Nicholas let himself down on the floor and gazed up at the
warped and charred rafters. If he closed his eyes, they might all go away.

‘No,’ she said. ‘I don’t want him. But I have no money. And the Queen is my mistress.’

The astonished silence reached even under his eyelids. Colard said, ‘I could name five nobles in Bruges who would lease twenty years of you.’ Nicholas smiled.

The girl’s voice, when she spoke, had the same smile within it. ‘You speak your mind.’

‘I know a professional when I see one,’ said Colard. ‘So what can the Queen do?’

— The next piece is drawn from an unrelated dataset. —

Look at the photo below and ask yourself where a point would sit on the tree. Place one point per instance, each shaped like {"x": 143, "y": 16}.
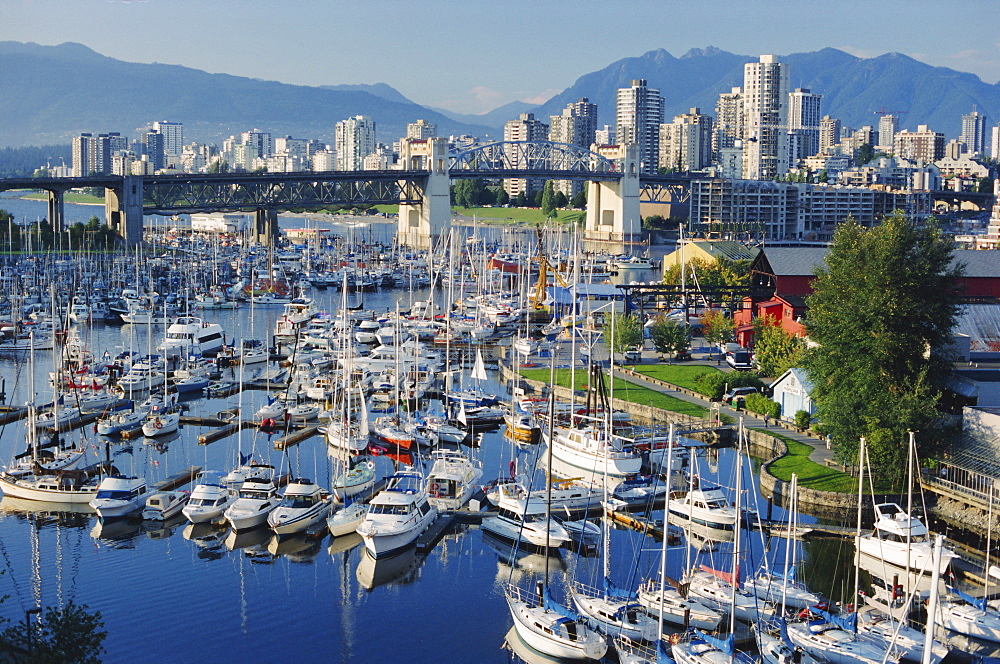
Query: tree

‘Have me killed,’ said the girl. Nicholas opened his eyes.

Colard said, ‘You won’t lure him to Cyprus that way.’

‘I don’t want to lure him any way,’ said the beauty called Primaflora. ‘I don’t want him. I don’t want to go back to Cyprus. I want to get away from the Queen. I thought he might help me.’

‘You’ve made him sit up,’ Colard said. ‘I didn’t think he was sober enough.’

Nicholas said, ‘Say that again.’

Her pale eyes met his without flinching. ‘You know my instructions. To join you, and bring you to Cyprus. I need help to escape her. All the knights of St John are her spies. I want to disappear. Maybe to Italy. I would find patrons there.’

There was a silence. Nicholas said, ‘How long were you with Ansaldo?’

Her face, he guessed, could not afford a change of expression. ‘A year.’

‘I had less,’ Nicholas said. ‘The Queen’s plan is no more of interest to me than it can be to you. I have some money. Take it and disappear.’

‘I have to leave with you,’ she said.

‘Then leave,’ Nicholas said. ‘The only possible drawback is that I haven’t decided yet where I am going.’

‘Yes, you have,’ Colard said. ‘To Italy. To the Naples campaign. To join your army and slaughter Duke John of Calabria. You can’t take a courtesan there.’

‘You heard him,’ Nicholas said.

Primaflora smiled. Instead of dimples, she had pleats that curled round her mouth. She said, ‘What kind of courtesan should I be if I hadn’t found a rich sponsor long before he catches up with his army?’